Tudo começou num sebo da rua Dom Pedro 2º, quase esquina com a praça Tiradentes, centro do Rio de Janeiro. Alcides Caminha, que tinha o hobby de desenhar mulheres nuas, foi apresentado ao livreiro Hélio Brandão, que lhe fez a proposta: produzir histórias em quadrinhos de sacanagem.

Começavam a nascer ali, em meados dos anos 1940, os "catecismos" (assim chamados porque tinham o formato dos livretos usados nas igrejas para o ensino de religião).

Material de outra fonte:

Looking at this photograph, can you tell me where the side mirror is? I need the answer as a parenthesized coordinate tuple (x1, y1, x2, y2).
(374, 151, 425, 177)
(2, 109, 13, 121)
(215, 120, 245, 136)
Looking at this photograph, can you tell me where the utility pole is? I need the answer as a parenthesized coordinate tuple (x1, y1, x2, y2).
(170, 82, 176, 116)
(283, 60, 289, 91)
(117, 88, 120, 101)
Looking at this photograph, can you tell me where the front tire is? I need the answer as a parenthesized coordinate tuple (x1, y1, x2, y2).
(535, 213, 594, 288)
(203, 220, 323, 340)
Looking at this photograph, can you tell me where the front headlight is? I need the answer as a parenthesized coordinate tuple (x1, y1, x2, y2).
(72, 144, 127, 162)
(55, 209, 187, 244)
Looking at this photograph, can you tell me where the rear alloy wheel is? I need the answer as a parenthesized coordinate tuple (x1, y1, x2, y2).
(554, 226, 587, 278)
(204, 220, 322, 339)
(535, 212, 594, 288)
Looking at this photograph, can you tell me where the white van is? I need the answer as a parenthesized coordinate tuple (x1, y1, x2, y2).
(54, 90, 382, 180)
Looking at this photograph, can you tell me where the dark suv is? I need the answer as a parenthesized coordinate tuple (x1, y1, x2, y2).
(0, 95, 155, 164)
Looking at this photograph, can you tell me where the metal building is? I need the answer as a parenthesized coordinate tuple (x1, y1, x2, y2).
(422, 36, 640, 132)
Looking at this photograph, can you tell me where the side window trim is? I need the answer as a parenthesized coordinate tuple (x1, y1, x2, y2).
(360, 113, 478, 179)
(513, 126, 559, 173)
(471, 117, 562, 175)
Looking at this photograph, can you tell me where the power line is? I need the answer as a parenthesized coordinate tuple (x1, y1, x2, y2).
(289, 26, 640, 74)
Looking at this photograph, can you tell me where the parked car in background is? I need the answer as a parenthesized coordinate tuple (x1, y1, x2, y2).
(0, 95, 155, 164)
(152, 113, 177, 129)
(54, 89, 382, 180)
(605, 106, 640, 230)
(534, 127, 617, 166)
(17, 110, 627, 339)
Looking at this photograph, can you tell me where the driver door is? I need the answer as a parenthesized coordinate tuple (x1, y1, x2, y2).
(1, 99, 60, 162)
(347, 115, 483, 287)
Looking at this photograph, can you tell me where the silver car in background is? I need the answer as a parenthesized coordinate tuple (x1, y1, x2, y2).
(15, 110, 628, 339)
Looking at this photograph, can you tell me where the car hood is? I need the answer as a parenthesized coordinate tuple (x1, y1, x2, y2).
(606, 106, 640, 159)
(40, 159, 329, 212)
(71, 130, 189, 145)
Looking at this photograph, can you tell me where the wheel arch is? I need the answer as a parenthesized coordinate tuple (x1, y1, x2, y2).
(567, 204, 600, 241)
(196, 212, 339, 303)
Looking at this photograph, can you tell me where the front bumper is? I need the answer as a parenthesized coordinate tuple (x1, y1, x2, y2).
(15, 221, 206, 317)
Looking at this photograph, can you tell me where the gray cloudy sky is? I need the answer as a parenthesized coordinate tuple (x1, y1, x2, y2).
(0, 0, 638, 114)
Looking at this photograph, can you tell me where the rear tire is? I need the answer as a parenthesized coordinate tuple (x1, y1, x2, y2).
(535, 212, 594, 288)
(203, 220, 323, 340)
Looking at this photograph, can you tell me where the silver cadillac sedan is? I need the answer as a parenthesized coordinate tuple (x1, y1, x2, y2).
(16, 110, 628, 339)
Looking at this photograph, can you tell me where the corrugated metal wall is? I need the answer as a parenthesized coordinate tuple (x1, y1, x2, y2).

Brandão explicou que havia uma clientela que comprava qualquer coisa ligada a sexo. Caminha topou a empreitada, escreveu e desenhou a primeira história: "Hotel dos Prazeres". Recebeu 3.000 réis pelo trabalho, impresso numa gráfica próxima.

O desenhista receava ser preso, mas o livreiro garantiu que tudo seria feito em sigilo. O risco de ser descoberto era mínimo. Os jornaleiros tinham um cuidado redobrado na hora de vender o produto a adolescentes (e também a marmanjos). Como garantia, disse que as edições não seriam assinadas.

Isso só passaria a acontecer em 1952, quando Caminha adotou o pseudônimo de Carlos Zéfiro. Seus traços fesceninos —e toscos, não se pode negar— ajudaram a educação sexual de muitos brasileiros.

Se existisse uma Escola sem Partido na época, ela não poderia fazer nada. Mesmo clandestinos, "catecismos" eram uma febre na década de 1960, comprados em grandes bancas da Cinelândia e da avenida São João, na maioria dos estados e até na Argentina e no Uruguai.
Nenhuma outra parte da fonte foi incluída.